Per RelishMix, in pure Instagram, YouTube, FB and Twitter views in the 24 hours following Super Bowl LV, it was Universal’s F9 spot that was the top among studio movies (and/or streaming) trailers with a draw of 44.5M. Still that figure was 60% lower than the draw for F9’s post-Super Bowl online traffic last year and 48% below the 85.5M views Fate of the Furious: Hobbs & Shaw reaped in 2019. Breaking out F9‘s post-game draw this year, the trailer saw 38.5M views on Facebook, 3.1M on YouTube, 1.8M on Twitter and 1.1M on Instagram.
This was the second-Super Bowl go-round for F9 with the movie currently scheduled to open May 28. During Super Bowl LIV, Uni pulled out all the stops in promoting the Vin Diesel pic before the pandemic derailed what was a really amazing marketing stunt; the pic’s release date in 2020 being May 22. Last year, Uni dropped the first F9 trailer on the Friday before the Super Bowl and in six days clocked 439M views. This was propelled by a Friday pre-Super Bowl concert in Miami that featured the pic’s stars Cardi B, Ludacris and Ozuna as well as Wiz Khalifa and Charlie Puth. The livestream concert’s viewership clocked 12M views in its first 72 hours. Simultaneously F9 advance tickets went on sale and in their first four days last year bested that of Fate of the Furious: Hobbs & Shaw by 50%. All of that went up in smoke due to Covid.

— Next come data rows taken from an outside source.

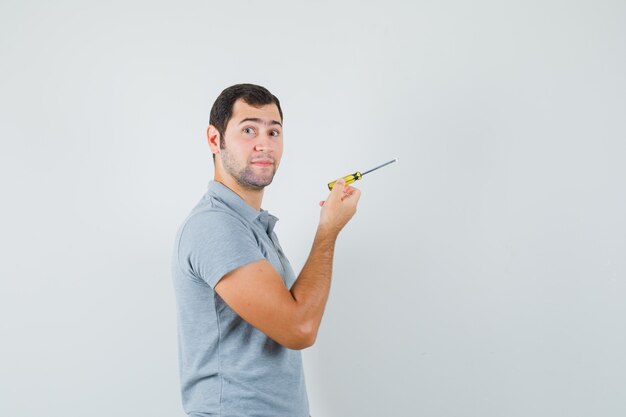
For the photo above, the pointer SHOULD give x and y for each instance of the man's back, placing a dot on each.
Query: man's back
(228, 367)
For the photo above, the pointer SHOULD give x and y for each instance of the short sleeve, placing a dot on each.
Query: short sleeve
(214, 243)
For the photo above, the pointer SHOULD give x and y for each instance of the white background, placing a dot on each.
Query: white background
(484, 274)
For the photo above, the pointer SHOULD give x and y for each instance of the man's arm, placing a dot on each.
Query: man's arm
(257, 293)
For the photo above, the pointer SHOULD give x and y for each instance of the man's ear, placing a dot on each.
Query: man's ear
(214, 138)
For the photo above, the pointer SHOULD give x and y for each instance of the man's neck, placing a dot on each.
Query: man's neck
(253, 198)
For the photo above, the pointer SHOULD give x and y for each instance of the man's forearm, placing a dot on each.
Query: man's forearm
(313, 284)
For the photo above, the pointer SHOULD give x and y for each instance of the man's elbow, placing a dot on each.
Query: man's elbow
(302, 337)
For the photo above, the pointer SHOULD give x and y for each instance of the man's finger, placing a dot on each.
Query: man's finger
(337, 190)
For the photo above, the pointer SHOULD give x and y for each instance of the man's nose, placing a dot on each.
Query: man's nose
(264, 143)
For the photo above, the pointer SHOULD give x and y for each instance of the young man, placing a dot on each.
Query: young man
(243, 316)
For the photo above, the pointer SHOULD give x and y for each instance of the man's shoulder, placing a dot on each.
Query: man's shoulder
(213, 217)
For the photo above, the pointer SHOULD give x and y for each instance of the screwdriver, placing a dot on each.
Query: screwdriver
(349, 179)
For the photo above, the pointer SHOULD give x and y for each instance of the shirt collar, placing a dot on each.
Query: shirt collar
(236, 203)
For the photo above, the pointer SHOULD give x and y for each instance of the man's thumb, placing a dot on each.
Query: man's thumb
(338, 188)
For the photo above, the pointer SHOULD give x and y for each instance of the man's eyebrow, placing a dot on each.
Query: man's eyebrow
(261, 121)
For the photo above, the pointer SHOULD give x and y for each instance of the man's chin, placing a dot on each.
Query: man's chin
(256, 183)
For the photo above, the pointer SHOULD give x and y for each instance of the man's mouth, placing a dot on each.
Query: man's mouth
(263, 162)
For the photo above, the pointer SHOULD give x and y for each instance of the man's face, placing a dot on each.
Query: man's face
(253, 144)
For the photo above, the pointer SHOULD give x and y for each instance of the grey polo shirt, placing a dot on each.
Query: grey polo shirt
(227, 367)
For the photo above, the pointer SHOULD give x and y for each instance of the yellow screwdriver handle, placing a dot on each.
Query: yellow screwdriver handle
(349, 179)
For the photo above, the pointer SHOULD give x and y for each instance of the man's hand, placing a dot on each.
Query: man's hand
(292, 318)
(339, 208)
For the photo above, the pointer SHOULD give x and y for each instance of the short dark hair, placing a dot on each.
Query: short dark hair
(252, 94)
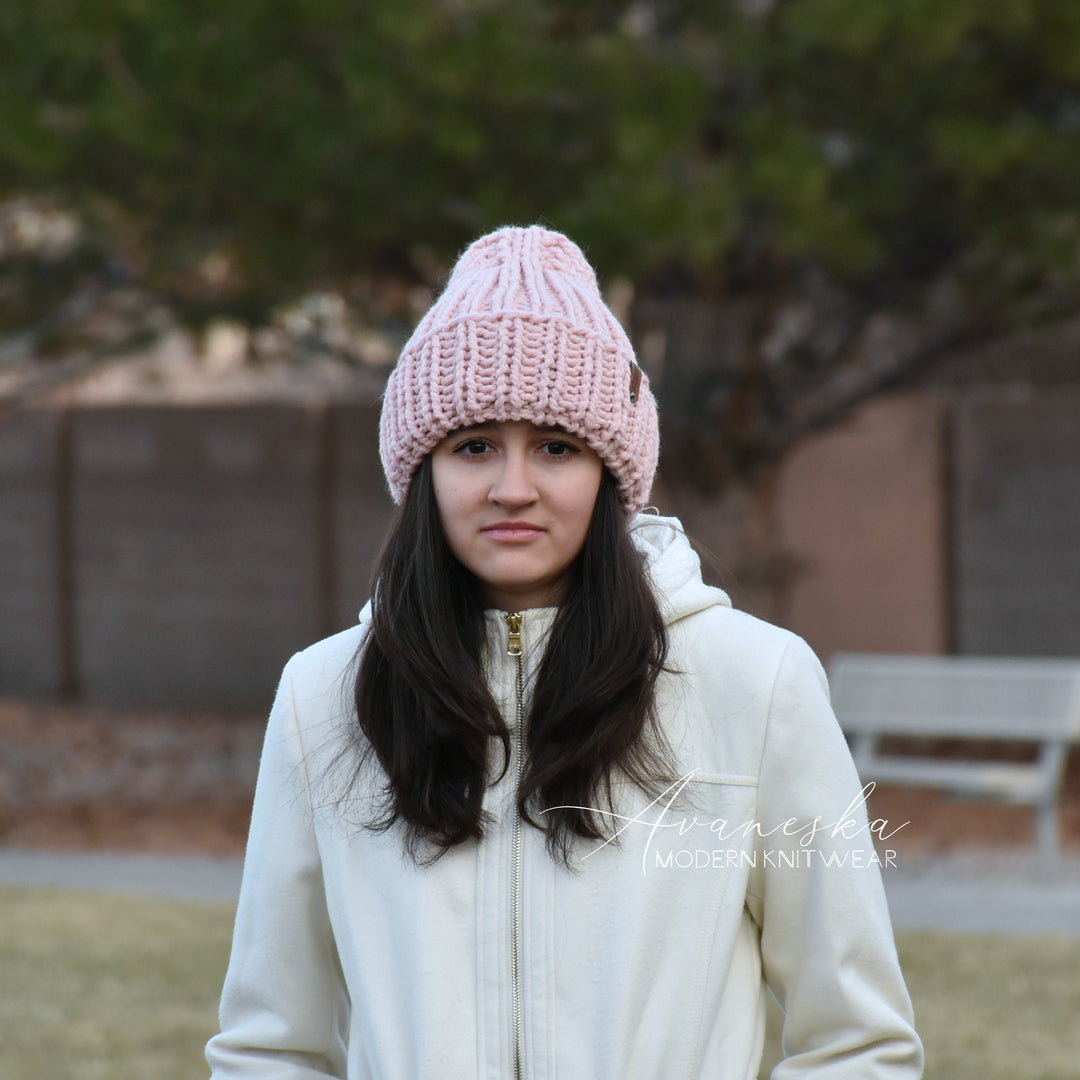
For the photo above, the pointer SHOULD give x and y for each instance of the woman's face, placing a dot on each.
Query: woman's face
(515, 501)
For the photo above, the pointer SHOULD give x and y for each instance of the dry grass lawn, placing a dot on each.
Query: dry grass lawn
(96, 987)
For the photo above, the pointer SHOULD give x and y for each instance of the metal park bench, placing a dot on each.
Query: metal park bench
(971, 699)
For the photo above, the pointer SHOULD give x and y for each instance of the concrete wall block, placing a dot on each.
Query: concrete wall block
(30, 661)
(197, 550)
(1017, 523)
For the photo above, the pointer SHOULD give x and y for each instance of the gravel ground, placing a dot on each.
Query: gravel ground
(154, 801)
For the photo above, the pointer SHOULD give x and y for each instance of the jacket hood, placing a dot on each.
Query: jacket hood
(674, 567)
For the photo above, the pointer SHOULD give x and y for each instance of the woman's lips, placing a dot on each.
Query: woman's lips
(512, 531)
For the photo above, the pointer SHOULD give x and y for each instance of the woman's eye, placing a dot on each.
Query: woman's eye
(559, 449)
(472, 448)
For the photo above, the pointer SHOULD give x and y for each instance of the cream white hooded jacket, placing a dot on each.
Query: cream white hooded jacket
(648, 960)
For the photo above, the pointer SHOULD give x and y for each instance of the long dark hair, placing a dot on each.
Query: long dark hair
(426, 713)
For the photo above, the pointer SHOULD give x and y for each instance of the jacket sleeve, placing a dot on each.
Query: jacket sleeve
(284, 1004)
(827, 947)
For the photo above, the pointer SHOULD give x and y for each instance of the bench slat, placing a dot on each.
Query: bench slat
(1017, 783)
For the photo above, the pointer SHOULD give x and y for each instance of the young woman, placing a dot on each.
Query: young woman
(553, 808)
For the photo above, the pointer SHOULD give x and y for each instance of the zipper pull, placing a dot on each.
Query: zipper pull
(514, 638)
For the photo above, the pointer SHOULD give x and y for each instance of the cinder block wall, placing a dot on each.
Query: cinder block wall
(178, 555)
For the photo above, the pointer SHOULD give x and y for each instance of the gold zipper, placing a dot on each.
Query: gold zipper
(517, 653)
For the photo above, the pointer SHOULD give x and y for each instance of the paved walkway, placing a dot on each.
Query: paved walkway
(971, 892)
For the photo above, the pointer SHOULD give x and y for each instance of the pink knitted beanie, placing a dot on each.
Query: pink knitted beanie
(522, 333)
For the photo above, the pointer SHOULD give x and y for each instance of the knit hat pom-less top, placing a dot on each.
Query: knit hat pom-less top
(522, 333)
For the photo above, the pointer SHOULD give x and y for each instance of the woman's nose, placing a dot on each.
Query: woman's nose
(513, 485)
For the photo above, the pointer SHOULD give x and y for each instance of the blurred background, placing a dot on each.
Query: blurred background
(845, 238)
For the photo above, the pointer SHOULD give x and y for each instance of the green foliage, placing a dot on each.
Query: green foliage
(886, 142)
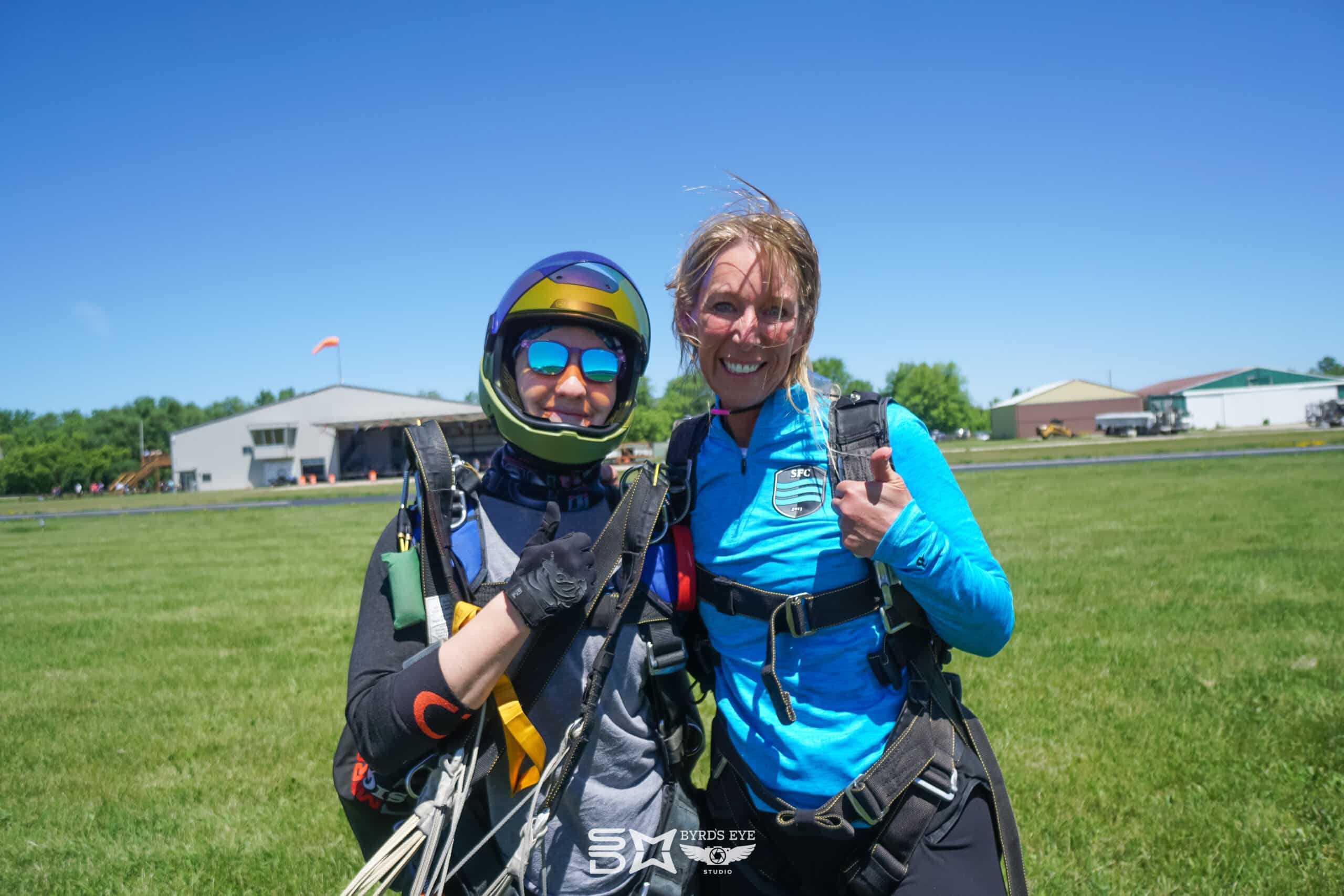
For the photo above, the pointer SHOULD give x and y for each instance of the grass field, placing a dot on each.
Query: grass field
(1110, 446)
(1170, 714)
(69, 504)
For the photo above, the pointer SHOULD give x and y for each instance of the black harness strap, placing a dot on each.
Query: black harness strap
(858, 428)
(683, 446)
(436, 487)
(542, 656)
(643, 503)
(804, 613)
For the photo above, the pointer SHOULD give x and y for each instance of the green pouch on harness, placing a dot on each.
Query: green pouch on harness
(404, 581)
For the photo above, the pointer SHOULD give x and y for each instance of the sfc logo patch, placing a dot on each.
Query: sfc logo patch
(799, 491)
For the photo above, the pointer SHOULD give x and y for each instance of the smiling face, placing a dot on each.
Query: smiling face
(568, 398)
(747, 325)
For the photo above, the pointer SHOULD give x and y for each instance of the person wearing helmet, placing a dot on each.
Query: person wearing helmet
(563, 354)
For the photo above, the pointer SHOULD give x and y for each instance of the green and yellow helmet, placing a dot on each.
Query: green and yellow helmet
(569, 289)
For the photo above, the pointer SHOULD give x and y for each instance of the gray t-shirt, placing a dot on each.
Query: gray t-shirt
(618, 778)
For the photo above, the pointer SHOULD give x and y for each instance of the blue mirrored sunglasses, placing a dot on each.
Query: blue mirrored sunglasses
(550, 359)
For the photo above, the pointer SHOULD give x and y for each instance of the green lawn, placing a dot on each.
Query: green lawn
(964, 452)
(1170, 714)
(70, 503)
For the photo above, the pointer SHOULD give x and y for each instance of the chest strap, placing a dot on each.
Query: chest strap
(805, 613)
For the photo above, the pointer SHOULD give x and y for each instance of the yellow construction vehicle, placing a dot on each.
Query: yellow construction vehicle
(150, 464)
(1054, 428)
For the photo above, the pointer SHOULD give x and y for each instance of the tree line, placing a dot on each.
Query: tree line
(933, 393)
(41, 452)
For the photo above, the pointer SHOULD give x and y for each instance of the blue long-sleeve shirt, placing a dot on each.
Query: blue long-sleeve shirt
(764, 519)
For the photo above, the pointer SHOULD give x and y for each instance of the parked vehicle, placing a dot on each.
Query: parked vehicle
(1143, 422)
(1323, 416)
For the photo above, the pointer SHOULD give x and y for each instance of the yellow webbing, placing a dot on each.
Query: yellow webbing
(521, 735)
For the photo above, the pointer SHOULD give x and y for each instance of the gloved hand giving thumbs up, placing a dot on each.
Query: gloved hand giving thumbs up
(551, 574)
(867, 510)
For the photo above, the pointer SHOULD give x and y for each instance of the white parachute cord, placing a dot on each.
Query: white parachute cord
(566, 746)
(461, 790)
(444, 781)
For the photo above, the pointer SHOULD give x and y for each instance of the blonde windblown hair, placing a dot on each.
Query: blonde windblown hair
(786, 250)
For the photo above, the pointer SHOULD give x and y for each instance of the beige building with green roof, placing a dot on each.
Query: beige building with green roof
(1074, 402)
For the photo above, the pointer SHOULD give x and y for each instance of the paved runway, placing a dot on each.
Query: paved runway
(958, 468)
(1138, 458)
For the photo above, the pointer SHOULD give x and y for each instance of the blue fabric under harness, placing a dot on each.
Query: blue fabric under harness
(765, 520)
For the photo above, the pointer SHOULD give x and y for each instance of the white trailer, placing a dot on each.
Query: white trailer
(1141, 422)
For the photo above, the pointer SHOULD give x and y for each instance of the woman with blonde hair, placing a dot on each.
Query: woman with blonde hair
(830, 604)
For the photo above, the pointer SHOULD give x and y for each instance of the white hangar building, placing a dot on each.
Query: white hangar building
(340, 430)
(1244, 397)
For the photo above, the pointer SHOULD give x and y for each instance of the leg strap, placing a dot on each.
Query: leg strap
(902, 828)
(911, 647)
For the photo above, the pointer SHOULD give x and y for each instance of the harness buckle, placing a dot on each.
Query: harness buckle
(671, 661)
(797, 616)
(869, 812)
(890, 621)
(945, 796)
(886, 579)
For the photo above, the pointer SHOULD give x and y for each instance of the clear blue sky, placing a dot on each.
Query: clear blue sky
(191, 195)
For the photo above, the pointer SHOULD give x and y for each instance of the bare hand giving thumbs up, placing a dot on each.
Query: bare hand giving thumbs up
(867, 510)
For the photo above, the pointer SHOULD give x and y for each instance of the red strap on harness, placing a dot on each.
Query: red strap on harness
(685, 568)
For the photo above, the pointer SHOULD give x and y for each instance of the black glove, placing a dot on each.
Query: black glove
(551, 574)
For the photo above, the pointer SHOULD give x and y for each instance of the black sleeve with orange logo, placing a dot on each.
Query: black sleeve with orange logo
(397, 715)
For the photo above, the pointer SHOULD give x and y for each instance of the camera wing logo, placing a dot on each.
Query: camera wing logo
(717, 855)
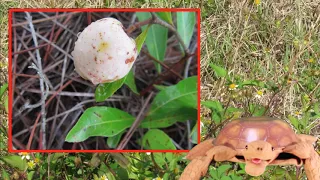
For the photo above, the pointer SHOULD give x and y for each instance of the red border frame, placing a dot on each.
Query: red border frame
(11, 10)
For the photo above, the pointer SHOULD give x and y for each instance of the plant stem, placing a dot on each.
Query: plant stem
(135, 124)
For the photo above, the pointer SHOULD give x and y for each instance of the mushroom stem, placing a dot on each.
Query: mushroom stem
(312, 166)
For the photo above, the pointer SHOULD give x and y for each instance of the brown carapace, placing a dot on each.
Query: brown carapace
(238, 133)
(257, 142)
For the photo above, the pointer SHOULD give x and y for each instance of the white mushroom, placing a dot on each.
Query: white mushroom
(104, 52)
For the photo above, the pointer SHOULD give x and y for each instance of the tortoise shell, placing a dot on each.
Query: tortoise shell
(238, 133)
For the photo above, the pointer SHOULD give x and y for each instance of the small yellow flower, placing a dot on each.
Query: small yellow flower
(176, 170)
(311, 60)
(259, 94)
(232, 87)
(36, 160)
(31, 164)
(104, 177)
(24, 155)
(297, 114)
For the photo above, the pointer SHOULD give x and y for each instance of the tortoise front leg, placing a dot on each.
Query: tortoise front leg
(198, 167)
(311, 158)
(312, 166)
(200, 149)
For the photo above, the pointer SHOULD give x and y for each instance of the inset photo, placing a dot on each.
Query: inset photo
(84, 80)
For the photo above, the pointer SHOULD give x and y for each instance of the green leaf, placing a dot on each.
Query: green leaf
(113, 141)
(159, 158)
(121, 173)
(141, 38)
(225, 178)
(6, 103)
(166, 16)
(222, 169)
(214, 105)
(104, 91)
(121, 159)
(15, 161)
(160, 87)
(3, 89)
(157, 140)
(99, 121)
(185, 25)
(5, 175)
(220, 72)
(130, 82)
(56, 156)
(172, 104)
(256, 109)
(156, 40)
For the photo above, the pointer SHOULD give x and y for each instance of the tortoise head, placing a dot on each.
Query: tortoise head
(258, 155)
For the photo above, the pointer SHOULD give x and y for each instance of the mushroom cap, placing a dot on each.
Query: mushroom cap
(238, 133)
(104, 52)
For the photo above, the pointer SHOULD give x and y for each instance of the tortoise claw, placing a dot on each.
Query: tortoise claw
(301, 150)
(200, 149)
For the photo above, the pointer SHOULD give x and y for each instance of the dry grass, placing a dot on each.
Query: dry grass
(74, 4)
(260, 42)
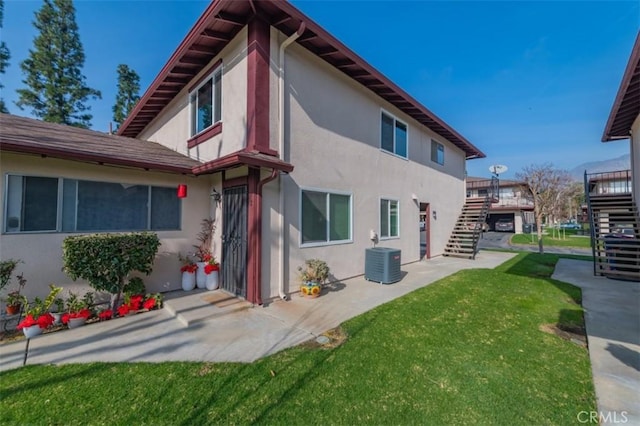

In the RelishMix measure, Falcon and the Winter Solider ranked second with 30.15M views, comprised of 16.2M on YouTube, 7.4M on Facebook, 6.3M on Twitter and 180K on Instagram. The series drops on March 16. Amazon’s Coming 2 America ranked third with 15.59M, that movie hitting Prime on March 5. Universal’s M. Night Shyamalan thriller Old drew 10.87M, with the pic scheduled to open July 23. Disney’s Raya and the Last Dragon was watched by 8.3M; the movie schedule to hit theaters and Disney+ premium on March 5. Universal’s Bob Odenkirk action film Nobody nabbed under 5M; with the title scheduled to open on April 2, Easter weekend. While Uni was only expected to deliver one spot on Sunday, they aired three.
The number of trailers (including streaming) airing during Super Bowl LV paled greatly in regards to quantity: Last year counted nine, in 2019 there were eight, in 2018 there were 11. Again, this year’s low supply is due to the fact that the theatrical release schedule remains in limbo due to Covid, with New York City and Los Angeles cinemas shuttered since mid-March.